We sighed a minute over the state the world has fallen to. Country people, even, being encouraged to suck at the Big Tit. “It doesn’t pay to be independent, does it?” I finally sighed. “Doesn’t make sense to be an old, self-reliant American, these crazy days.” .

Lucy said a bad word. Then she bunched up her resolve and said, “You know I think I oughta go for it. I mean, three dents in the counter! I figure they ought to give me a new house and a whole new set of furniture for that, don’t you suppose?”

“Well, at least a doublewide. They do that.”

“No. No doublewide. That’s tacky. I have standards.”

“I dunno if you can get an actual house out of it.”

“But just think how traumatized I was! I deserve it! I’m suffering! They keep telling me how much I’m suffering, and who am I to contradict the federal government? I can’t possibly go on living here, looking at those dents every day and reminding myself of the horror – the sheer, psychically wounding horror I endured. Why, I wake up in the middle of the night, hearing that ketchup bottle plummeting  … the stress, ohgod, the stress! I haven’t been able to sleep or, why, even have sex since …”

“Lucy, you haven’t had sex since Arlo left you for that UPS driver.”

“Right, but if I haven’t had sex since the earthquake, even if I wasn’t having sex before the earthquake, if I think it’s because of the earthquake …?”

“No,” I said. “I don’t think they’ll go for that one. Not with a Republican in office.”

“But I’m suffering,” she whimpered, even managing to sound sincere. I didn’t mention how much more she suffered when Arlo the self-admiring clod was around. Really, she’s better off with the sexless devotion of Biscuit, her semi-purebred mutthound.

“Maybe they could throw in some post-traumatic stress therapy,” I offered.

“At least.”

“Lessee, job benefits, house, therapy. Hey, you’re not part Indian or anything, are you? I’ll bet you could get some extra benefit for that. Minority? Any kind of minority?”

 “Mongrel!” she wailed. “Plain old Mongrel-English-Dutch-German-Irish-Italian-Who-Knows-What-Else-American. Ever since the earthquake, I don’t even know what kind of ethnic I am. I didn’t know what kind of ethnic I was before, but now if I think it’s because of the earthquake …”
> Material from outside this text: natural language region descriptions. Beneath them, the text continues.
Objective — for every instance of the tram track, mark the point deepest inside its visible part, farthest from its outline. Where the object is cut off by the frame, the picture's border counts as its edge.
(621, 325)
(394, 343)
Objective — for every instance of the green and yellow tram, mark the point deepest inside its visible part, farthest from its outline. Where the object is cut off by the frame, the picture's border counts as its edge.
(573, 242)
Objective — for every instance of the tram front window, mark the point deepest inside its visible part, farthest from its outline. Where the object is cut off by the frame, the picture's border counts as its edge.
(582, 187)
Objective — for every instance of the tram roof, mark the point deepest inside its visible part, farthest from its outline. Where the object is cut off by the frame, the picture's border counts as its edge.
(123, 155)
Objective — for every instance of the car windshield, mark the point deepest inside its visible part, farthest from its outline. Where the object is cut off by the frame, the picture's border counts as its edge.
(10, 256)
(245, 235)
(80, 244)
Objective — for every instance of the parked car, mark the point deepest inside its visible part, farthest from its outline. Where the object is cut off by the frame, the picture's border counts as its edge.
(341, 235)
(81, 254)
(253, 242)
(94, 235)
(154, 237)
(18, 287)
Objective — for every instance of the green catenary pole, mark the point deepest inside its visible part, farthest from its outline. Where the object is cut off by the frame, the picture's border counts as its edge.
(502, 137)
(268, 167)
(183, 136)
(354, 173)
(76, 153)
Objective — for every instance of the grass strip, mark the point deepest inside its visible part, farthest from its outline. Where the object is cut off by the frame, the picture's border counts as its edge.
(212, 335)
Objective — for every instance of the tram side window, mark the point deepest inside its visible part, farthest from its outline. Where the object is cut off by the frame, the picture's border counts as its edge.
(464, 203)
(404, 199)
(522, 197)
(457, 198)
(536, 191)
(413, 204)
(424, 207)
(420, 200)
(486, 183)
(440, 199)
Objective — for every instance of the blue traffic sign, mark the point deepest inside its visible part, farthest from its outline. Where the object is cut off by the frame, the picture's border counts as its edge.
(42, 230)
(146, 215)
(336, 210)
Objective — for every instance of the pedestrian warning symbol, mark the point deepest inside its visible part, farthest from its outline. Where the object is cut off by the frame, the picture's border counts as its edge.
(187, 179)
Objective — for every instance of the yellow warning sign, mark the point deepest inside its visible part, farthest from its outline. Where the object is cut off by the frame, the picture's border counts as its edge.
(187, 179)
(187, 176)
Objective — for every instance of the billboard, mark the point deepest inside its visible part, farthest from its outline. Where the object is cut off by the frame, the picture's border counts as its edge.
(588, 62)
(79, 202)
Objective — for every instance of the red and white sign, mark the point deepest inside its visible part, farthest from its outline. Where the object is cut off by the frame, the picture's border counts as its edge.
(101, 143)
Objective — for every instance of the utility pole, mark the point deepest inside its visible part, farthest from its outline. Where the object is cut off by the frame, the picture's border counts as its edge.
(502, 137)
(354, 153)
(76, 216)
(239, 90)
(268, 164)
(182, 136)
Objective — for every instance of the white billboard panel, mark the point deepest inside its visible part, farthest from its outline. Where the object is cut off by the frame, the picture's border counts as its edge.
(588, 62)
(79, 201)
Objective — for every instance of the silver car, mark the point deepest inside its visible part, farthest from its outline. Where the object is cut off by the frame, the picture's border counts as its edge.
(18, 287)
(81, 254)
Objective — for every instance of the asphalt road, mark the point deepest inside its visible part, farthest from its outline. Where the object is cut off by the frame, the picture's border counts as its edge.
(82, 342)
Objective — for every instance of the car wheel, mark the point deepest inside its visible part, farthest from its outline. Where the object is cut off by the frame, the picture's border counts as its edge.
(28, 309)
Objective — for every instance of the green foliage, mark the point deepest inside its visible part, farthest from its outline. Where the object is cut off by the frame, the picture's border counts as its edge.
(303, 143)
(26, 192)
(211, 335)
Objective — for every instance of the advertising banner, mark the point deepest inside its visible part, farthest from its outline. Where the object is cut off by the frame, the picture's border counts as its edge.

“Gotta be some kinda benefit in that. Mixed race is in this year. And there you are, with your whole cultural heritage erased. I mean, that’s, like, individual genocide or something. All because of an earthquake. You shouldn’t just get cheap loans. You should get reparations.”

“But does it count if all the mixes in my race where white people?”

“I dunno. Call one of those 800 numbers and ask. If they’re really looking that hard to dig up misery to throw money at, maybe they can invent a sexless-white-mongrel-one-person-cultural-genocide-with-three-dents-in-her-counter-top-and-a-broken-ketchup-bottle-highly-traumatized-abandoned-by-her-boyfriend-earthquake-victim program.”

Lucy sniffed. I could hear her tallying up the Tax-Tit dollars. But she must have come up short of a million because the next thing she said was:

“You know, it’s time we recognized how deeply the rights of our companion animal species suffer in the aftermath of a natural disaster. Why, when the water flung itself violently out of her bowl, Biscuit … why, she has no way to give voice to the full depths of her anguish, but as her guardian, I’m sure I ...”

“Yep,” I agreed, “that must be worth at least another ten thou, Hey, Luce, can I talk you out of a FEMA application? I’m a little short on cash this month and I think I’m starting to suffer trauma from the lack of natural disasters around here.”

Thank you to Jim Bovard and Tina Terry, who let me steal some of their best lines. The information about FEMA in rural Washington is all true.